Still no news from the 3D printer...
09/07/2014 at 12:48 •
I started developing the motor control part. The motor will be driven by a MOSFET H-brigde with PWM. Here's the motor of the train:
As you can see, It's a basic, common DC motor, nothing fancy.
The prototype of the H-bridge wasn't too perfect. It didn't use resistors at all, and I connected the gates together. Needless to say, I burned all 4 mosfets. What a shame. Here is the prototype, may it rest in peace:
The new design is somewhat better, using current-limiting and pull-up/down resistors. The P-channel mosfets will be used digitall, while the N-channel mosfets will take care of the PWM control. Here's the schem:
I look forward to se how that'll work.
School started recently (yay :/ ) so I have less time to development. I hope I can try this out next weekend though.
08/20/2014 at 19:38 •
Finally managed to power the AVRs through the TWPC bus. It won't drive a motor yet, but it's enough for the MCU and some LEDs.

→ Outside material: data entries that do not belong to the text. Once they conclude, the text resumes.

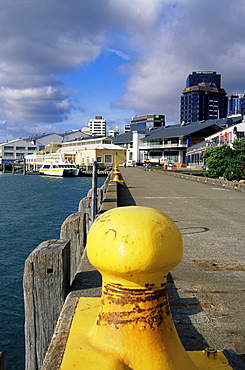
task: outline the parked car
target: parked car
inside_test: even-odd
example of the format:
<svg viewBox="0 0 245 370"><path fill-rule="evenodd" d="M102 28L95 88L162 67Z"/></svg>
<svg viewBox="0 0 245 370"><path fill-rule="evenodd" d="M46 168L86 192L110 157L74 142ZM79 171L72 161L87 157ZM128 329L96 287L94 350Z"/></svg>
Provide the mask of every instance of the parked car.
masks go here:
<svg viewBox="0 0 245 370"><path fill-rule="evenodd" d="M178 167L174 163L168 163L167 170L177 170Z"/></svg>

I added a 47uF capacitor to the AVR's Vcc and GND legs. The energy comes from the data pin through an internal diode and stores in the cap for stable and continous power.
08/20/2014 at 15:35 •
Now that the circuit is complete, let's see the controls. The model railway is connected, meaning you can control it from anywhere from any device with a browser. All you need is a RaspberryPi and internet access. The Raspberry runs Apache2 with the control panel, and it communicates with the master station through UART. Then the masters sends out the commands for the slave devices through TWPC. You can control every device with one click.Looks like the electronics is almost done, here are some picures of the results so far:
08/05/2014 at 17:48 •
The next step is the communication. Not the main protocol, that will come later. This is for determining position. There will be metal plates between the rails and a contact on the bottom of the engines. When these touch, the engine's AVR will sense the pulse and send back its ID. That's all. For now, I prototyped this with an Arduino UNO and MEGA.
The communication flow through the yellow wire. There are 10K pull-down resistors to prevent catching noise in contactless state. I even draw a schematic.